Note: Bold data is the best for its column.

. Specifically, Table 7 records, in detail, the performance of the model across a range of performance metrics under different settings of learning rate, fusion method, upsampling, and cropping method. These performance metrics include AUC, AP, F1, ACC, SEN, and SPEC, forming a comprehensive framework for evaluating the model’s predictive capabilities. Through a comparative analysis of experimental results under different hyperparameter configurations, we discovered that, apart from the crop method, the choice of other hyperparameters had a very minor impact on the model’s results. The crop method, when set to CenterCrop, could significantly enhance the timing results. Choosing a learning rate of 0.001, a Concatenate fusion method, and employing upsampling offered a slight advantage in model performance. These constituted our final choice of hyperparameters.

4. Discussion

This article represents significant progress in the sub-classification of ovarian cancer. From an academic standpoint, we have developed a novel classification model utilizing multi-parametric MRI (mpMRI), achieving an AUC of 0.9162 and an accuracy of 89.33%. From a clinical perspective, we have made advancements in advising whether surgery or chemotherapy should be prioritized. Our research is specifically focused on the sub-classification of ovarian cancer, which contrasts with prior studies that primarily concentrated on the general classification of ovarian cancer, distinguishing tumor samples as either negative or positive [38,39,40,41,42]. Our approach holds greater clinical significance due to its ability to provide more nuanced categorization. We posit that integrating various parameters allows for a more comprehensive learning process within the model, thereby yielding favorable experimental outcomes.

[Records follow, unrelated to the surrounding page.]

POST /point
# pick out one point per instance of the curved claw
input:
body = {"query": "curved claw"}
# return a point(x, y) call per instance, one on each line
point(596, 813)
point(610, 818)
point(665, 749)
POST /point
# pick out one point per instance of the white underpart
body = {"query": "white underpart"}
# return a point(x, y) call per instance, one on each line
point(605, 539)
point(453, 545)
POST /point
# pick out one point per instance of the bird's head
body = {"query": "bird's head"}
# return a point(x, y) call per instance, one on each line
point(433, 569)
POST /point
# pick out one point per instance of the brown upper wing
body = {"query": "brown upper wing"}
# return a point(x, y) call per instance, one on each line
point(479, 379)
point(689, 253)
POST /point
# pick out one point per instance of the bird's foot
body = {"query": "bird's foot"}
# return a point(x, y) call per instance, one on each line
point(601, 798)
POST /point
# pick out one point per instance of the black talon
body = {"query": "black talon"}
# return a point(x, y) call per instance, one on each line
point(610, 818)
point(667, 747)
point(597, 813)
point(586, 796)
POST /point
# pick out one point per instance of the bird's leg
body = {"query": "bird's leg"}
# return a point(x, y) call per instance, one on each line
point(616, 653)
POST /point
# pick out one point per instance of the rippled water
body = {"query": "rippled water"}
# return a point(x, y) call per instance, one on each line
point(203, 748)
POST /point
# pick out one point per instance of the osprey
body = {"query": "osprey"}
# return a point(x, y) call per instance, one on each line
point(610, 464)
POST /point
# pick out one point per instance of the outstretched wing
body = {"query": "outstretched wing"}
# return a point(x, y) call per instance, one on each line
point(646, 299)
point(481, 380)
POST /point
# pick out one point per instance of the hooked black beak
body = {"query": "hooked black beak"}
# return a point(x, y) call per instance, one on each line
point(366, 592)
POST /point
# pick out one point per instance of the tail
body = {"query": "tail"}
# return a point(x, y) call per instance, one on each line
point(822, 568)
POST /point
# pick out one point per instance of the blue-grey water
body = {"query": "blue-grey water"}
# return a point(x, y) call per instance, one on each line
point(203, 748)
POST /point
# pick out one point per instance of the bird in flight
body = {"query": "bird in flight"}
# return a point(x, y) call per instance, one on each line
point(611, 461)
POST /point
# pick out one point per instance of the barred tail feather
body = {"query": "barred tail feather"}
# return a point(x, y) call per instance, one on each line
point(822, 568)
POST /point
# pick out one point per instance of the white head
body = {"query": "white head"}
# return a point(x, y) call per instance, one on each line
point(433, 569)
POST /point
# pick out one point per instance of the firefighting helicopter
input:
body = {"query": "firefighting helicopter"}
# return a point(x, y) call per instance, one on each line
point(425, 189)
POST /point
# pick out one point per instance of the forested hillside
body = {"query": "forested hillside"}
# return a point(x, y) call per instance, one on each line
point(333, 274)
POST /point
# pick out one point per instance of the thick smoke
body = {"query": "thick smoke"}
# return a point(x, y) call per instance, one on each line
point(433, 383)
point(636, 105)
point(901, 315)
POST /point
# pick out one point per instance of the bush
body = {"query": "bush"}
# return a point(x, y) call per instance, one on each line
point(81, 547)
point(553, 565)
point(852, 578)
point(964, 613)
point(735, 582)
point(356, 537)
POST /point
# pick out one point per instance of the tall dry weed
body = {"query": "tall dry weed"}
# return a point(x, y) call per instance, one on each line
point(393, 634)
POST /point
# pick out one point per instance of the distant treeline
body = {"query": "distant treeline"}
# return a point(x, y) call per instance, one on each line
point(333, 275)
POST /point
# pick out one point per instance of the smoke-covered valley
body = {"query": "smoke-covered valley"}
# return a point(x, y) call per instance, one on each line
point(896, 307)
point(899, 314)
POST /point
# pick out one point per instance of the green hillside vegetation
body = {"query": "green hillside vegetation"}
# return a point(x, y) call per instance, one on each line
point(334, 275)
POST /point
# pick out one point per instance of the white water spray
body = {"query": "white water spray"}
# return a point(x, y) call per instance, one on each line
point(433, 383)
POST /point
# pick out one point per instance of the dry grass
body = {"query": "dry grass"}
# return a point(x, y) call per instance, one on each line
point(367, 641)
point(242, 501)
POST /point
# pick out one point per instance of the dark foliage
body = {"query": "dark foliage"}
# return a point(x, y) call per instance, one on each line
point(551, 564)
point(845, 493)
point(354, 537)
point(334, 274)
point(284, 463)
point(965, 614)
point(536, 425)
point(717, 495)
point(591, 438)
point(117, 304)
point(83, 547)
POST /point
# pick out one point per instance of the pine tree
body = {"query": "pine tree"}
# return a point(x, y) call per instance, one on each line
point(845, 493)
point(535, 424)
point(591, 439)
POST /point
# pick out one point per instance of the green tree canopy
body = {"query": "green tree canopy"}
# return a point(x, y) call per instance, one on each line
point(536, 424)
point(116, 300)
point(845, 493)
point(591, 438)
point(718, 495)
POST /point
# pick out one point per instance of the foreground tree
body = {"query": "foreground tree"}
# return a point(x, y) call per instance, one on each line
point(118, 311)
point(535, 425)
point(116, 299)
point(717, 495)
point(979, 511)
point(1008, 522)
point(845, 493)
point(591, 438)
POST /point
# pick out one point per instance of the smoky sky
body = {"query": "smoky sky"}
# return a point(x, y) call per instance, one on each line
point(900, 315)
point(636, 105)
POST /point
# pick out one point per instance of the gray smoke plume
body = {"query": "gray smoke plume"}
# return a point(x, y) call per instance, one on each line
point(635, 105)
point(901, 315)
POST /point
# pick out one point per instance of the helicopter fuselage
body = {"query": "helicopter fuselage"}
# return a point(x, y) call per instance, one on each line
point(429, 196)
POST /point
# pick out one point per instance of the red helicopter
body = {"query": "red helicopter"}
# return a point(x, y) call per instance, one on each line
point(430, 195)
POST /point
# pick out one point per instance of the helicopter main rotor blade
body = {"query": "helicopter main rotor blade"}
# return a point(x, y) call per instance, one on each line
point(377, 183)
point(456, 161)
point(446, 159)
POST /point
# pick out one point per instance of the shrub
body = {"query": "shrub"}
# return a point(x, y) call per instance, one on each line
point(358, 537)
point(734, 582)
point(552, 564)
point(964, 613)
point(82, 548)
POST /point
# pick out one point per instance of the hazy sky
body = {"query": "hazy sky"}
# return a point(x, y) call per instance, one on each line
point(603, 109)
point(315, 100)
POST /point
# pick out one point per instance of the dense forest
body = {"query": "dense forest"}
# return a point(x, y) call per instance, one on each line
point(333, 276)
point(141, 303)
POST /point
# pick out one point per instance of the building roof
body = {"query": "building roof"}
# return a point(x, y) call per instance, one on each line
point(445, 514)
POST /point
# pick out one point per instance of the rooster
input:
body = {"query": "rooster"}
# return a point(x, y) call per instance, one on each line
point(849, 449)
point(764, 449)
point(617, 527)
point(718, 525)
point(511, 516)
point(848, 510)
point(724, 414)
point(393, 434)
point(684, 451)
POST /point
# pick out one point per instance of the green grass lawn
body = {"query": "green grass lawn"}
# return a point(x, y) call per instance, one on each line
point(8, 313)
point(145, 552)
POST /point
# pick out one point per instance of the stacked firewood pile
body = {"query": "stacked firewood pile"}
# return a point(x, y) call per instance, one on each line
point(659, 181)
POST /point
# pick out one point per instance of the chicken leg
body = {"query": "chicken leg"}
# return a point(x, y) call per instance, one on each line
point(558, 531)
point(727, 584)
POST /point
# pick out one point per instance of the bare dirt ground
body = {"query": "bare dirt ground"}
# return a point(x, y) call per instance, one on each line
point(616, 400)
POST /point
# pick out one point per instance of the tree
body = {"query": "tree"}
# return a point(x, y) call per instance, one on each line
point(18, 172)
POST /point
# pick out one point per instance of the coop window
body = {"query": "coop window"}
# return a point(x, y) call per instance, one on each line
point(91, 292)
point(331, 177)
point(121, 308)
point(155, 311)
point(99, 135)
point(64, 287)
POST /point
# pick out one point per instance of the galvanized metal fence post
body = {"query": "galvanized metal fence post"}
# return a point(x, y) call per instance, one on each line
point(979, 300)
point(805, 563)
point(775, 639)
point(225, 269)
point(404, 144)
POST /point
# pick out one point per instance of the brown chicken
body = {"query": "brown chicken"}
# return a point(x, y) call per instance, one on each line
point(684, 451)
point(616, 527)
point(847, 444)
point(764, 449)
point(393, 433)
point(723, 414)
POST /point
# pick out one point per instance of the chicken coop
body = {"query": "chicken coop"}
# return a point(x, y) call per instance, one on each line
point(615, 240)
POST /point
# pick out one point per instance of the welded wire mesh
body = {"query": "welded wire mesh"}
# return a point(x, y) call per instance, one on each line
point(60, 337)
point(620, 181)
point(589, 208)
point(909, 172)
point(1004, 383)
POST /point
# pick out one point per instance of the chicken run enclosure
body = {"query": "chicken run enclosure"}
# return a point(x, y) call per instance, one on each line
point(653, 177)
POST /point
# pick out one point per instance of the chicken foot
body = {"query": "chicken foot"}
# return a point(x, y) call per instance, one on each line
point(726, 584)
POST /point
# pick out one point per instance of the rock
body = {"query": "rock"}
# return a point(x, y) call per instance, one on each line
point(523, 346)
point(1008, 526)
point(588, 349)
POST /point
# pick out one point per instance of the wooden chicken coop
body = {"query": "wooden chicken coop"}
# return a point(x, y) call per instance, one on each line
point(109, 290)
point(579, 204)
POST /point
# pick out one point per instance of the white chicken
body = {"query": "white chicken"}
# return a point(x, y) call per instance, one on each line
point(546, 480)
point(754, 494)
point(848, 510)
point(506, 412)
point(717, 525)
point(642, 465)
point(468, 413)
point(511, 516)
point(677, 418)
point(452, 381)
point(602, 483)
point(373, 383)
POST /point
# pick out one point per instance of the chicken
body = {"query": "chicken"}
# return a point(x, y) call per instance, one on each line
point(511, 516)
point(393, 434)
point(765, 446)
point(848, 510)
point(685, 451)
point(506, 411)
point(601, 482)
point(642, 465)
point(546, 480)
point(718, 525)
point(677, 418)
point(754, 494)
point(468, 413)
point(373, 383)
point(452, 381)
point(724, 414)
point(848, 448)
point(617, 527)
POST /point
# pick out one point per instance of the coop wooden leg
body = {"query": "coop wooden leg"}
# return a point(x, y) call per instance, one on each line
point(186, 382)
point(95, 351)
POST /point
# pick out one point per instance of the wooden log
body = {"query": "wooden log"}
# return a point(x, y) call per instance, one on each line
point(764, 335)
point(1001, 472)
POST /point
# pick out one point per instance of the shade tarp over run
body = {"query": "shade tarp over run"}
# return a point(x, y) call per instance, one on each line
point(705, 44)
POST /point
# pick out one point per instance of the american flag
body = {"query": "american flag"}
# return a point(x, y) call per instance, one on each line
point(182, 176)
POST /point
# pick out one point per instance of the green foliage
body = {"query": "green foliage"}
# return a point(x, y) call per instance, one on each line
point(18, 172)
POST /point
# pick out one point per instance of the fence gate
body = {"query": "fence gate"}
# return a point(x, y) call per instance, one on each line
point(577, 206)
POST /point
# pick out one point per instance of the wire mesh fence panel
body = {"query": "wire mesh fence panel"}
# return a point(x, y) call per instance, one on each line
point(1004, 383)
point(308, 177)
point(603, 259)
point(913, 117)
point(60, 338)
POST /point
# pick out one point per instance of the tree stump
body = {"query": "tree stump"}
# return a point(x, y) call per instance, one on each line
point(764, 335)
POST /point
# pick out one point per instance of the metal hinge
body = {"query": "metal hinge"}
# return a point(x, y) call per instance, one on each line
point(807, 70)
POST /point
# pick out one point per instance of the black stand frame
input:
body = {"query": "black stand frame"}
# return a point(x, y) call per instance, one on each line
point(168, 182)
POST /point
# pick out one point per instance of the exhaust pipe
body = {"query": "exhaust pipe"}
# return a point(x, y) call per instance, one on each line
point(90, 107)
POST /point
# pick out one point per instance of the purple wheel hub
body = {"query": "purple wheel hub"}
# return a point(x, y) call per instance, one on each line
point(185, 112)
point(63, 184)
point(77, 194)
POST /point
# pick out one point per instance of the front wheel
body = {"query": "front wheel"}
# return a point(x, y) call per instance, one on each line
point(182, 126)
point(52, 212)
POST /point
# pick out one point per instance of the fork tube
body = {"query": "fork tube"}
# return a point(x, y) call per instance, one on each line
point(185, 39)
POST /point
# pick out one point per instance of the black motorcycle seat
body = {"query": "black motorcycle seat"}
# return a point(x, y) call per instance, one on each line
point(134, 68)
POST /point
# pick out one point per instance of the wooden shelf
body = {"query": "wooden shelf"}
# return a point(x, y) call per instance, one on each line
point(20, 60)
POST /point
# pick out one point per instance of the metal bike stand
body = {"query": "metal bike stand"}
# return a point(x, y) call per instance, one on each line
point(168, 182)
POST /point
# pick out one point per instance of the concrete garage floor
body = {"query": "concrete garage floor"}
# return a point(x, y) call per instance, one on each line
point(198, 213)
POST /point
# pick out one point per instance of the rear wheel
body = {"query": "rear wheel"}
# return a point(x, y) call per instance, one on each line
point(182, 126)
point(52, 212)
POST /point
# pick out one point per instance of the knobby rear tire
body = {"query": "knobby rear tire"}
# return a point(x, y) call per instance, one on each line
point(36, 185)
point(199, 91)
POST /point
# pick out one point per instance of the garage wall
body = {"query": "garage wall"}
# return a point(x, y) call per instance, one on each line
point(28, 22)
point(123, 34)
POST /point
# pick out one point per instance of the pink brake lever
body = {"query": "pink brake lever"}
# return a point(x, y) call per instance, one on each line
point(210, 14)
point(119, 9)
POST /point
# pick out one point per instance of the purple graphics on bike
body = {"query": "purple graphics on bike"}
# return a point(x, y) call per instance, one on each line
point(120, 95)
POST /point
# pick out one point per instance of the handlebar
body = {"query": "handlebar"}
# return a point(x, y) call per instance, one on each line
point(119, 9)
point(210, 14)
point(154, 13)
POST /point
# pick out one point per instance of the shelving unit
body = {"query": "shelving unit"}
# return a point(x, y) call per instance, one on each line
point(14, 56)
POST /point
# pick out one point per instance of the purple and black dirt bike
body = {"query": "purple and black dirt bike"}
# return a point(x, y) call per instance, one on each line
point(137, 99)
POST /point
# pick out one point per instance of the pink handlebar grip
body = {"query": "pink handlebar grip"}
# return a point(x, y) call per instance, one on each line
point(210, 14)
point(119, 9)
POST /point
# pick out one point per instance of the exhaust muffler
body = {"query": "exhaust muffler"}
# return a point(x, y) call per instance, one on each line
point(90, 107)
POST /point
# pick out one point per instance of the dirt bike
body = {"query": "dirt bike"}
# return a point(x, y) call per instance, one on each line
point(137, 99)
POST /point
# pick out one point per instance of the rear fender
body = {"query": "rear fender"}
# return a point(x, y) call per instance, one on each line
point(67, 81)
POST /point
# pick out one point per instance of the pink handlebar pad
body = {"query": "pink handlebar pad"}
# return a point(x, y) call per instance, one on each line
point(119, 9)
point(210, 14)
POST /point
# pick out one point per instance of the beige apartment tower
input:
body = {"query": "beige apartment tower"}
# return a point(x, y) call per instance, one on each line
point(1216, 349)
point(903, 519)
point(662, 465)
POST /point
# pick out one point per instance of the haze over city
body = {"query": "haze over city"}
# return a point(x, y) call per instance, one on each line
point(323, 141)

Regarding limitations, several points are noteworthy: Firstly, while the sample size in this study suffices for exploratory scientific research and method validation [46,47], its expansion is warranted for generalization and broader clinical applicability. Combining a larger dataset with our model could enhance its potential clinical utility. Secondly, we are the first to undertake deep learning sub-classification research in this domain, and the absence of comparable studies limits our ability to benchmark our results [38,39,40,41,42]. Future investigations may involve comparative analyses with sub-classification efforts in other types of cancer. Lastly, substantial refinement is necessary before our model can be effectively deployed in clinical settings.

5. Conclusions

The model proposed in this article is feasible and plays a promotional role in both clinical application and scientific research. Our proposed model can sub-classify ovarian cancer, which is innovative compared to existing studies that categorize tumors as negative or positive, and there is a more urgent clinical demand for sub-classification. Overall, this study has potential for clinical application, and its limitations can be addressed through further research.